Paragraph 1 — BMI and Fasting Blood Glucose (Pearson Correlation):

"A Pearson correlation was computed to assess the linear relationship between BMI (kg/m²) and fasting blood glucose (mg/dL) in a random sample of 500 adults. The analysis revealed a significant positive relationship, \(r = 0.58\), \(t(498) = 15.883\), p < 0.001. BMI explains 33.6% of the variance in fasting blood glucose (\(r^2 = 0.336\)), indicating a moderate-to-strong practical association. Adults with higher BMI tend to show higher fasting blood glucose in this sample. Because this is an observational study, causal conclusions cannot be drawn; other factors (diet, physical activity, genetics) likely contribute to blood glucose levels."

Paragraph 2 — Diabetes Status and Physical Activity Level (Chi-Square):

"A chi-square test of independence was used to determine whether diabetes diagnosis (Non-diabetic / Pre-diabetic / Diabetic) and physical activity level (Active / Sedentary) are independent in the population.
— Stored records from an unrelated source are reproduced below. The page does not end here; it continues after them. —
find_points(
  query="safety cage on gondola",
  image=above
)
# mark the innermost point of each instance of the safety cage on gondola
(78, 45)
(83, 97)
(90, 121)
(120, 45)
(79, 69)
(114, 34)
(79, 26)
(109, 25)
The test was significant, \(\chi^2(2, n = 500) = 52.267\), p < 0.001. Cramér's \(V = 0.323\) indicates a medium association — sedentary adults are proportionally more represented among pre-diabetic and diabetic groups. Because this is observational data, the direction of any causal relationship cannot be determined: whether inactivity is associated with diabetes risk, or whether health declines from diabetes reduce physical activity, cannot be established from these analyses alone."